Where it is known that the other driver is insured, a letter can also be sent to the relevant insurer enclosing a copy of the quote and indicating that the vehicle can be made available to the insurer for inspection for a specified period of time. The insurer will generally reply, either accepting or denying liability. The insurer will likely want its loss assessor to examine the vehicle if liability is accepted.
If no reply is received from the driver of the other vehicle, or if the insurer denies liability, a decision will have to be made whether to commence legal proceedings. If no reply is received, a formal letter can be sent to the other party advising that, unless the claim is finalised within a set period of time (e.g. 14 days), legal action will be commenced. Copies of any letters sent should be kept as they may need to be produced in future legal proceedings.
Recovering insurance excess
If a claim is made on a comprehensive insurance policy and an excess is payable, this might be recovered from the other party (if they are at fault). Alternatively, the insurer may recover the excess on behalf of the insured. This should be checked in advance.
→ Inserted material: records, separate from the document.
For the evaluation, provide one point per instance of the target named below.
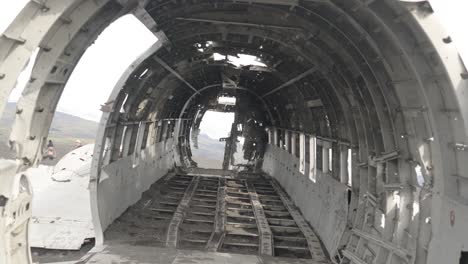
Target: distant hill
(65, 129)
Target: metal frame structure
(386, 79)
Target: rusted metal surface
(266, 238)
(179, 214)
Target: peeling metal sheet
(61, 211)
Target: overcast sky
(122, 42)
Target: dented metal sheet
(59, 233)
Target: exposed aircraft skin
(365, 105)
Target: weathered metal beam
(293, 80)
(175, 73)
(220, 218)
(385, 244)
(313, 241)
(237, 23)
(353, 257)
(173, 229)
(266, 237)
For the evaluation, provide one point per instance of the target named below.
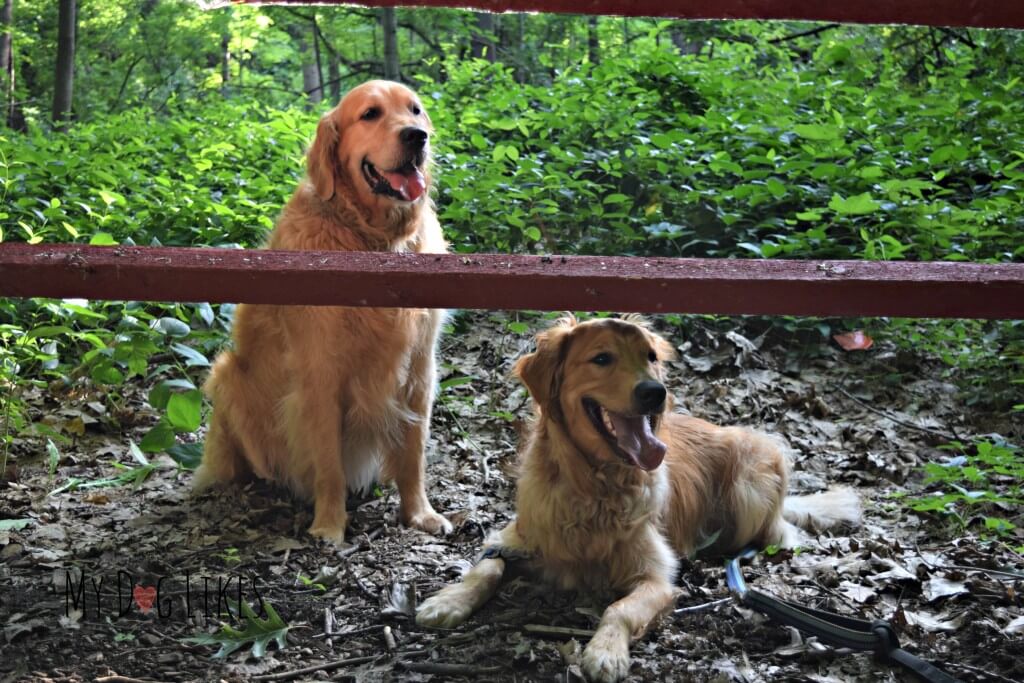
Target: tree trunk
(334, 78)
(389, 27)
(7, 60)
(482, 43)
(65, 81)
(593, 41)
(225, 62)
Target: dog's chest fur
(584, 538)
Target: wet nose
(649, 396)
(413, 137)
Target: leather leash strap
(837, 630)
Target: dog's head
(377, 143)
(601, 382)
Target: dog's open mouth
(631, 436)
(406, 182)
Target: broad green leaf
(183, 411)
(857, 205)
(817, 131)
(159, 438)
(259, 633)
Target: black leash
(837, 630)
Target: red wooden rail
(979, 13)
(488, 281)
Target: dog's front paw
(443, 610)
(606, 658)
(331, 532)
(429, 521)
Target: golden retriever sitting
(325, 398)
(613, 487)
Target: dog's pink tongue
(409, 185)
(638, 441)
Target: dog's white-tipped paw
(442, 610)
(335, 535)
(606, 658)
(431, 522)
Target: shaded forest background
(157, 122)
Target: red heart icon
(144, 595)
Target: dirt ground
(74, 581)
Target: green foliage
(982, 484)
(259, 632)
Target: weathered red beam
(980, 13)
(497, 282)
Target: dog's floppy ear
(541, 371)
(322, 160)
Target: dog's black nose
(649, 396)
(413, 137)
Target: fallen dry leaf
(854, 341)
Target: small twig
(962, 567)
(299, 673)
(980, 672)
(702, 607)
(442, 669)
(364, 542)
(887, 416)
(557, 631)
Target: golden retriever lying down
(596, 508)
(325, 398)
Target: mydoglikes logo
(101, 596)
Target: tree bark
(482, 44)
(593, 41)
(65, 80)
(389, 27)
(7, 60)
(334, 78)
(225, 62)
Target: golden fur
(591, 515)
(323, 397)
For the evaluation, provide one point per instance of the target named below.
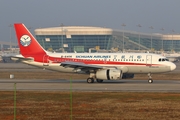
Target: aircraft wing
(21, 58)
(80, 65)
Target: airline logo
(25, 40)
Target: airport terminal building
(85, 39)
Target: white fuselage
(127, 62)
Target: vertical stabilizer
(27, 43)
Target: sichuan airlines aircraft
(99, 66)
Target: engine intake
(109, 74)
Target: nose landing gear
(150, 78)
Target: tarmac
(82, 85)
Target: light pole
(162, 37)
(123, 25)
(151, 35)
(62, 36)
(139, 34)
(172, 38)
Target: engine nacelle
(127, 76)
(109, 74)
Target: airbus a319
(99, 66)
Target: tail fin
(27, 43)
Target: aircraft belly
(148, 69)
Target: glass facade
(81, 39)
(71, 44)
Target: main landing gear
(91, 80)
(150, 78)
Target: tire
(150, 81)
(90, 80)
(99, 81)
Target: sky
(101, 13)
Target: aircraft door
(148, 60)
(46, 60)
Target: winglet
(27, 43)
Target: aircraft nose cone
(173, 66)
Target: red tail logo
(28, 45)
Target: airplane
(99, 66)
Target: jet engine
(109, 74)
(127, 76)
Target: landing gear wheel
(90, 80)
(150, 81)
(150, 78)
(99, 81)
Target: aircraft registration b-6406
(99, 66)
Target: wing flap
(80, 65)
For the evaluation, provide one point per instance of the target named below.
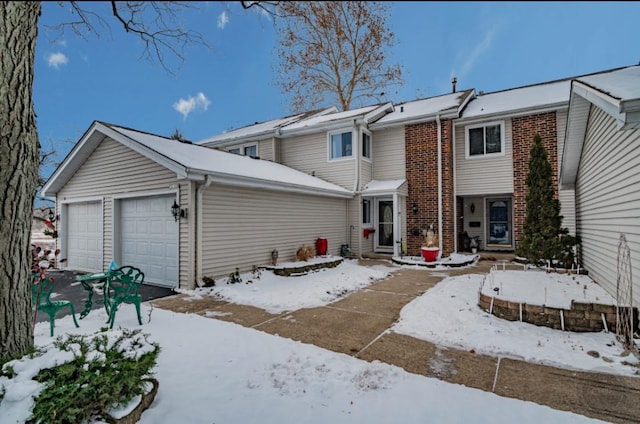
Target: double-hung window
(340, 145)
(485, 139)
To seek recovery of the excess, a letter of demand should be sent to the other driver outlining the circumstances of the accident (place, time and vehicles involved). The letter should detail that the owner/driver holds the other driver liable and, therefore, seeks payment of the amount of excess payable under the insurance policy. This letter should only be sent with the knowledge and approval of the insurer as any admissions or representations made in the letter might serve to void the policy.
If payment of the excess is not received, a decision must be made whether to commence proceedings in QCAT. In most circumstances, the amount of the excess will not justify legal proceedings.